Fall 2013

The World Was Our Stage: Spanning the Globe with ABC Sports
(CreateSpace Publishing, 206 pages, $15.95)
By Doug Wilson and Jody Cohan

Some of the most unforgettable moments in the history of sports—Nadia Comaneci’s perfect 10 at the 1976 Summer Olympics, Torvill and Dean’s erotic ice ballet at the 1984 Winter Olympics, Evel Knievel’s double-decker bus jump at Wembley in 1975—all have one common denominator: ABC’s Wide World of Sports. From 1961 through 1998, the groundbreaking anthology show brought the sporting universe to American television sets with dramatic coverage of major events across the globe. Along with the show’s legendary producer, Roone Arledge, came an army of technical wizards and visionary directors including Doug Wilson, the 1993 DGA Lifetime Achievement in Sports Direction winner, who helped man the ship for the better part of three decades, and is responsible for capturing many of the sports moments forever etched in the public consciousness. Wilson’s new memoir, The World Was Our Stage: Spanning the Globe with ABC Sports, is a loving tribute to that halcyon, golden age of sports directing, and a fascinating behind-the-scenes account of what it was like to bring viewers “the thrill of victory, and the agony of defeat,” week in, week out.

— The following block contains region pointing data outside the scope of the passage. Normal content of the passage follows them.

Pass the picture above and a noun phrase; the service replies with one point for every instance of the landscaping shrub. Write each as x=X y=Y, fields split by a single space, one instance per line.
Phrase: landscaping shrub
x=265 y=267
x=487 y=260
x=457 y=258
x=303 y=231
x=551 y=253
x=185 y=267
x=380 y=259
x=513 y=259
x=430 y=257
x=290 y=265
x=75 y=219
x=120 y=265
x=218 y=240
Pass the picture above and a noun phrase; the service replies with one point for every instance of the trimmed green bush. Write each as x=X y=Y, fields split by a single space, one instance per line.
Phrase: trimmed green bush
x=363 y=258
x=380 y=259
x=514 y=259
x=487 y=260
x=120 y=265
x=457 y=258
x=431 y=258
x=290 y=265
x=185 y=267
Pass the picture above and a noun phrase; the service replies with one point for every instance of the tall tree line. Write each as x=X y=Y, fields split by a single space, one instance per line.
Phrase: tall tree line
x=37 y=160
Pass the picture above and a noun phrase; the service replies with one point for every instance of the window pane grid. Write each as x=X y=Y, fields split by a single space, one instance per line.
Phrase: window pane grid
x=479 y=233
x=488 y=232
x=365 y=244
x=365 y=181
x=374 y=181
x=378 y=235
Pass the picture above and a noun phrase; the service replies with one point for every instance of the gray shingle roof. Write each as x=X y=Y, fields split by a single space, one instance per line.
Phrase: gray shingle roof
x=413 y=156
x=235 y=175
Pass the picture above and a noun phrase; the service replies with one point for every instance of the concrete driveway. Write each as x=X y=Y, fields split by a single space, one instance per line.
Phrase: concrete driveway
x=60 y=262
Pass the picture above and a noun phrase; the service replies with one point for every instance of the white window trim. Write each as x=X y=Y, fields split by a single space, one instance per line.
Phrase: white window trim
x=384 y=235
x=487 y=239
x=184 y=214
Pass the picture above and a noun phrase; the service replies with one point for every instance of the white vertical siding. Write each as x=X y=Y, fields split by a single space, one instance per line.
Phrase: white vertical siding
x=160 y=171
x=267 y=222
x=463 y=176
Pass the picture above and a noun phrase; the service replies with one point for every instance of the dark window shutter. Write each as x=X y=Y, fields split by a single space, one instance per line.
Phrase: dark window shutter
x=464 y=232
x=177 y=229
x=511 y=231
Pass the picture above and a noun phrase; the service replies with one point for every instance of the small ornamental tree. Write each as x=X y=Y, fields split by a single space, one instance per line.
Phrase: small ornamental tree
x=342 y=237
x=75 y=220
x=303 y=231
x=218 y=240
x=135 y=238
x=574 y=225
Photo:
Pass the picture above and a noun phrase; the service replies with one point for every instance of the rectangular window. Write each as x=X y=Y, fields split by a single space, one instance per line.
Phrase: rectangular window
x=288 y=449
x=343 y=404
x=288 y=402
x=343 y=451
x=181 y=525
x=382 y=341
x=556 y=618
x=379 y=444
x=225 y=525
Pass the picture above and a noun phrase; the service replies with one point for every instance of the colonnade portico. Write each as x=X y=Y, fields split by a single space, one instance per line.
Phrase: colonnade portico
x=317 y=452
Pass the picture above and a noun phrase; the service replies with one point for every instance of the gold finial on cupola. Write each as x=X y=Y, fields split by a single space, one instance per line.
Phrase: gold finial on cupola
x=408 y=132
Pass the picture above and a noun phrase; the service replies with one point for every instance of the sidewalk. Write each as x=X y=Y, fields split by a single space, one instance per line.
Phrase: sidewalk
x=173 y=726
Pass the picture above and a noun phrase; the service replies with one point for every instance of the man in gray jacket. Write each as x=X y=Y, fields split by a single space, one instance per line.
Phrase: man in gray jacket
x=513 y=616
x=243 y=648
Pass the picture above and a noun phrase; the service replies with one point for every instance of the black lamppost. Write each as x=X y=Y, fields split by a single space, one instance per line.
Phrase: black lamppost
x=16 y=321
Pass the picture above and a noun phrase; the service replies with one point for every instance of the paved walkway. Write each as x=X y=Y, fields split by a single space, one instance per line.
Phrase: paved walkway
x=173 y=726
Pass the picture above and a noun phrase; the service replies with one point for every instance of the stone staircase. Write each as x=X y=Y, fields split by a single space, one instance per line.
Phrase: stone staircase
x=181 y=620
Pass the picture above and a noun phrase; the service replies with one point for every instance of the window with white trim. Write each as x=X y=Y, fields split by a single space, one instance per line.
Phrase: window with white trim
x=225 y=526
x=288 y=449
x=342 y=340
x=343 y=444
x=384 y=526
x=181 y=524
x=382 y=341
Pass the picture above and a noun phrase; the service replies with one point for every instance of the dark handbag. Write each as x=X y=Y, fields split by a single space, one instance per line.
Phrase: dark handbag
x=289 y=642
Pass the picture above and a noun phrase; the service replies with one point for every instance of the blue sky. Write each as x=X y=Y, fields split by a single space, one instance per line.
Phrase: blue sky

Recruited by Arledge to the fledgling franchise in 1963, Wilson understood the immediacy of drama and the audience’s need to feel the atmosphere and flavor of, not just the event, but the athletes, their stories, and world around them. With that in mind, Wilson and the other directors of Wide World of Sports created the foundation of sports coverage that is seen to this day. Wilson stresses it wasn’t the technological ‘firsts’ that made the program so revolutionary, it was the approach to the material: treating sporting events as dramatic live theater.

Wilson leads us through his on-the-job training and how he drew on examples he’d seen on live TV drama. “Directing has its technical side, in which the fundamentals are based,” he says, “but more importantly it has an artistic side.” It is that artistry that allowed Wilson to bring some of the greatest moments in sports into our homes.